The common loon spends seven years on saltwater marsh, and then, returns to its lake of origin.

Gallo said many lakefront property owners assume that the pair of loons they see every summer stays together for 20 years or longer. Association members were most surprised to hear that loons pair up for about seven years.

“I was devastated to hear that they didn’t mate for life,” an audience member said. “I thought it was the same pair on the lake for 25 years. We named them Frankie and Johnny. I didn’t know one year maybe it was Jane and Johnny.”

For the loon, spring is courting season.

Prior to ice out, the male loons begin doing flyovers of the lakes, according to Gallo. As soon as open water is available, the loons move into their territories.

“In the week or two before they show up here, they are flying overhead, cruising by and checking it out. From the ocean to here is about an hour or so away. They keep checking out what is open — where the ice is gone,” Gallo said. “Territories are limited in Maine. Finding breeding space is really important to the loon.”

The ideal territory for a pair of loons is a lake with 100 to 200 acres. A family of loons can eat as much as 1,000 pounds of fish so it needs a sizable body of water. Under those conditions, a pair of loons will be most successful with nesting and raising young.

On larger lakes, the territory might be split between different families of loons.

“They need something to delineate the lake, a physical terrain, like a cove,” Gallo said. “The loons have to monitor their boundaries and spend time working with their neighbors.”

In addition to territory that encompasses a whole lake or a section of a lake, some loons nest on multiple lakes – in order to catch enough fish to survive. However, birds that have this housing arrangement tend to have the least success in raising chicks, Gallo said.

The Maine Audubon does it annual loon count — with the help of thousands of volunteer scientists — on the third Saturday in July. This weekend’s count will mark the 30th year that the Maine Audubon has collected this data. The loon count will take place from 7 a.m. to 7:30 a.m.

According to the Audubon’s website, “This early-morning time provides an excellent snapshot of Maine’s loon population.”

As far as the mortality rate of loon chicks, it can range drastically from year to year.

“With loon chicks, the count goes up and down from year to year. We cannot make rhyme or reason of why,” she said.

Even before they hatch from their eggs, the baby loons face many predators including bald eagles, raccoons, mink, and domestic dogs.

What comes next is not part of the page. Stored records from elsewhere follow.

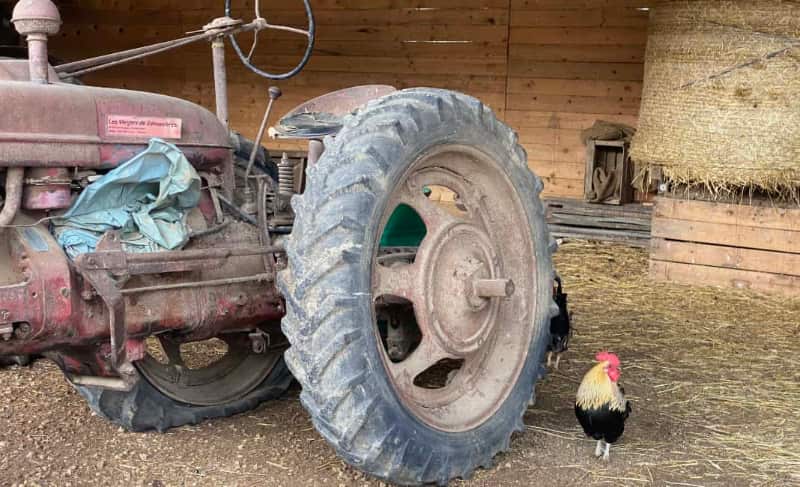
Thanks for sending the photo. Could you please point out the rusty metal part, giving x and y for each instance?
(264, 277)
(197, 292)
(18, 70)
(86, 66)
(220, 79)
(37, 19)
(315, 150)
(475, 254)
(47, 189)
(110, 265)
(339, 103)
(111, 383)
(62, 125)
(286, 177)
(226, 379)
(274, 94)
(13, 199)
(493, 288)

The loon eggs have a 28-day incubation period, and both parents take turns sitting on the nest. A video recorder captured a nesting pair, and revealed that the female takes the nighttime shift while the male cares for the egg during the day, Gallo said.

Sometimes, new hatchings fall prey to big fish or snapper turtles as well as bald eagles, Gallo said.

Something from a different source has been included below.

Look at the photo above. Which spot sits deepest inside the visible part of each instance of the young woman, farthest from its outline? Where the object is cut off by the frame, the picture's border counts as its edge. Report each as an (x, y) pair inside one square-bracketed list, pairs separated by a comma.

The Maine Audubon does collect the bodies of dead adult loons to determine the most probable cause of death.

“Big boats can cause blunt trauma,” Gallo said, adding that canoes and kayaks can also disturb the nest.

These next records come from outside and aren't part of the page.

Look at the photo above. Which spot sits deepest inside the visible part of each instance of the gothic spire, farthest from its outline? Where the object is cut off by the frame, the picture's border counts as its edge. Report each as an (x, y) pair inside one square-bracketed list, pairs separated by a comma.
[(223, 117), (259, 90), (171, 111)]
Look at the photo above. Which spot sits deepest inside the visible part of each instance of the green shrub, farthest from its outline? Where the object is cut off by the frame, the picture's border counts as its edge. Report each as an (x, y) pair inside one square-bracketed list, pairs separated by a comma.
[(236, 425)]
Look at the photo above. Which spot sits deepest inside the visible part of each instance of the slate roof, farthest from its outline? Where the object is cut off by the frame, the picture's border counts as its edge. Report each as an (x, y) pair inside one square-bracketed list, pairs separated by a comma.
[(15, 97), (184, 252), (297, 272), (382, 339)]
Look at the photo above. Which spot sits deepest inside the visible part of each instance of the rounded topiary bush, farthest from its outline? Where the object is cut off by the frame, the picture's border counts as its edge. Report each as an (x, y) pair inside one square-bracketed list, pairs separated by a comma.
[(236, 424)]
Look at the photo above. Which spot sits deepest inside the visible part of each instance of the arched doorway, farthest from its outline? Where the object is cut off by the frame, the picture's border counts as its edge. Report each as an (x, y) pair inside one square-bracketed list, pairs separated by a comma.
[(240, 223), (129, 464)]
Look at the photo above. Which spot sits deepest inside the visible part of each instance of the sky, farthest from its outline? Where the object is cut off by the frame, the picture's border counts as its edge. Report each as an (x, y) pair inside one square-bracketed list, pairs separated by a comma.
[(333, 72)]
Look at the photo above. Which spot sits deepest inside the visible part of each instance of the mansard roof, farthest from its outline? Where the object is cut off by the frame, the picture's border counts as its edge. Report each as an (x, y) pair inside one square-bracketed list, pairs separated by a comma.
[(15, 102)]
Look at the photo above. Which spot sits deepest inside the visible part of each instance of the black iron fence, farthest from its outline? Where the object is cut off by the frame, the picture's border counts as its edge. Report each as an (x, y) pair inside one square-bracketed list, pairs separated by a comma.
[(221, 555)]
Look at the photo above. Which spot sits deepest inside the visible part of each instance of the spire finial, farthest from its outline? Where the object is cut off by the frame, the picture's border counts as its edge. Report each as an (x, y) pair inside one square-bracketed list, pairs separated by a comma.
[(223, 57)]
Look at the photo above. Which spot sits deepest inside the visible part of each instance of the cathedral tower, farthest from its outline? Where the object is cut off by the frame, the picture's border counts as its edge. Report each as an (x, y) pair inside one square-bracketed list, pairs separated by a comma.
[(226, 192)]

Another thing that contributes to the death of loons is lead sinkers and lead-based fishing tackle.

The loon ingests the sinkers along with gravel on the bottom of lakes. Because loons have an acidic gizzard, the lead gets into the system quickly and they die within a few weeks, Gallo said.

The Audubon Society has worked with bass fishermen to create a tackle exchange program. As of September 2013, it will be illegal to use lead sinkers that are one-ounce or smaller. In 2016, the sale and use of lead jiggers will be banned.

Gallo said this legislation is a step in the right direction — toward protecting the loon; and loon conservation is in the hands of the inhabitants in the lakes region.

“Bald eagles won’t be end of loons in Maine. Fireworks won’t be the end of loons in Maine. Lead sinkers won’t be end of loons in Maine,” Gallo said.

But, people can help to protect loons by slowing down their boats, watching out for chicks, and switching to non-lead fishing tackle, she said.